By John Queripel
Sometimes there isn’t a term sufficiently strong enough to accurately portray a depth of feeling. That is the case in English, where no term is strong enough to show the sense of anguish that the West is feeling with the incredibly rapid rise of China. There is a need to borrow from German the word “angst”, a word far stronger than the English equivalent “anxiety”.
The West has become used to be that part of the world that, as the top dog sets the world’s agenda, and to which the rest of the world looks in awe. It views that as the natural order of things, as though divinely ordained, forgetting that such state has only been true for the past two centuries.

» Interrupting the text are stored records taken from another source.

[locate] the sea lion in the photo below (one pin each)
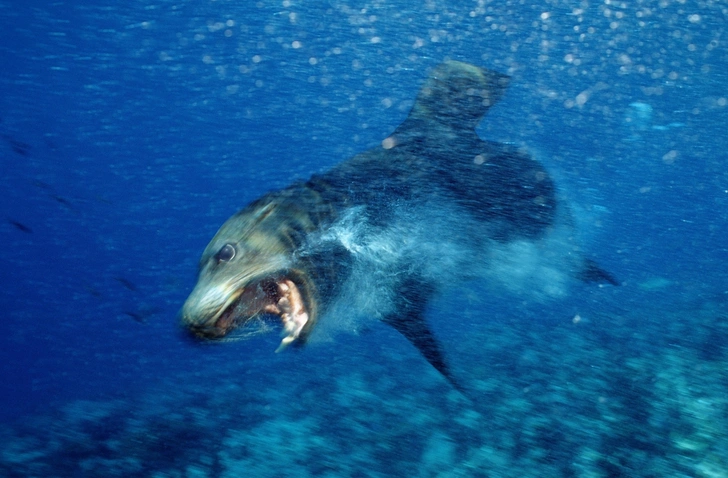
(382, 233)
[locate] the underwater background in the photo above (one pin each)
(129, 131)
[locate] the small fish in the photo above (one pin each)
(20, 226)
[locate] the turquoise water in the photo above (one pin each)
(129, 133)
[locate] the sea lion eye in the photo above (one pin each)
(226, 253)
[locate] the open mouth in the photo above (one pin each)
(279, 297)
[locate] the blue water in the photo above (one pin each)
(130, 131)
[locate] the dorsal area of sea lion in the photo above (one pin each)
(457, 95)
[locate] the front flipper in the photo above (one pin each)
(410, 322)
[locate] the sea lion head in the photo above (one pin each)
(248, 271)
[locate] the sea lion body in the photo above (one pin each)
(430, 207)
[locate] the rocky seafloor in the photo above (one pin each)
(640, 393)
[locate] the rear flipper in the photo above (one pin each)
(591, 272)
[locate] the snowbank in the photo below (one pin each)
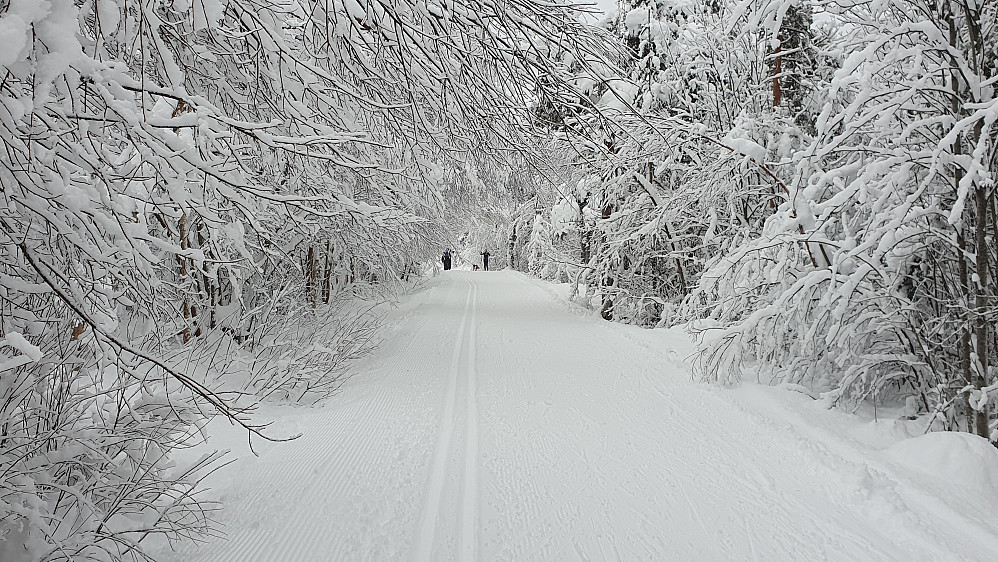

Throughout most of history, China, along with India, has been by far the dominant powers dwarfing all others. All aberrations eventually come to a natural end, but that these nations are rising to their usual place after a short interregnum still vexes and astonishes the West. Of course, both China and India were subject to the rapacious West, which through gunboat and “diplomacy” and other means, was able strip enormous wealth from each. That followed earlier Western colonial endeavors in South America and Asia, while being concurrent with the massive bleeding of wealth from Africa.
The world’s two largest financial analysts PricewaterhouseCoopers and Standard and Poors project that China will soon surpass the United States to become the world’s largest economy, with the US falling to third place behind India. Another non-Western Asian nation, Indonesia will rise to the fourth place. Though financial analysts know this, denial or ignorance is still common in the West. Already the economies of the BRICS nations (Brazil, Russia, India, China, and South Africa) outstrip those of the G7, the grouping of the largest Western nations, along with Japan. The gap between the two is projected to widen quickly in the next decades.
When such news breaks through the denial of much of the West the fear is palpable. That certainly is the case in Australia where the rise of China particularly has caused consternation often bordering on hysterical. Even an idea as fantastical as China about to invade Australia finds traction, twice as many Australians believe that Chinese forces will soon be at their door.
The West still likes to project itself as a bastion of righteousness, marked by “democracy” and “human rights”, against what it calls an “authoritarianism” denying “liberty”. In so doing it ignores its own failures in maintaining human rights for its own populace, along with those cases where it has aided or abetted the violation of human rights of others. “Human rights” has been defined by the West in a manner to suit itself, built around individual freedom and “liberty of conscience” without reference to communal rights such as the right to sustenance, housing, and security. The concept of freedom, however, must come hand in hand with the concept of responsibility and equality. That has been often missing in the West is most clearly seen by the assertion of individual rights at the expense of communal responsibility during the COVID-19 crisis.
Even in terms of individual liberty, the populace of the West’s leading nation, the United States suffers from massive deprivation. The US has 0.655 percent (or 2.12 million) imprisoned, mostly from the poorer sectors of the society with a strong racial bias.
The West also likes to cast China as aggressor, while turning a blind eye to its own aggression, from the earliest colonial times through to a litany of invasions and coups of recent decades. The Tufts University “Military Interventions Project”, analyzing US military aggression lists over 500 military actions since that nation’s founding in 1776, with 60 percent of them occurring between 1950 and 2017. One third of these interventions took place after 1999. That China is perceived as an aggressive threat must stand as a classic case of “projection”.
Despite this many in the West speak blithely of “the international rules-based order”, equating it with the Western way of doing things, while perceiving China to be a dangerous destabilizing threat to this order.
At the end of the Cold War, with the collapse of the Soviet Union, many Western intellectuals, led by Francis Fukuyama, spoke of the “end of history” with the implicit assumption that the way of the “liberal West” had triumphed, no other system being conceivable. The astounding success of “socialism with Chinese characteristics” has clearly shown the hollow nature of such claims. Thrown from their comforting assumptions, many, including the intelligentsia, of the West have been left non-plussed.
Further, the confidence of the West has been dented by growing evidence of its failures. Those failures range from military losses in Afghanistan, Iraq, and Syria, to diminishing trust by its populations in government institutions, and the alienation increasingly felt by many with rising economic inequality, along with societal breakdown.
Rather than being the “end of history” we are in Asia’s rise experiencing the “return of history”. Stripped of the final success, it was sure it had grasped, the West is suffering a deep angst, often projecting its own failures onto China. Such response is hardly productive nor healthy.
John Queripel is a Newcastle, Australia-based author, historian, and social commentator.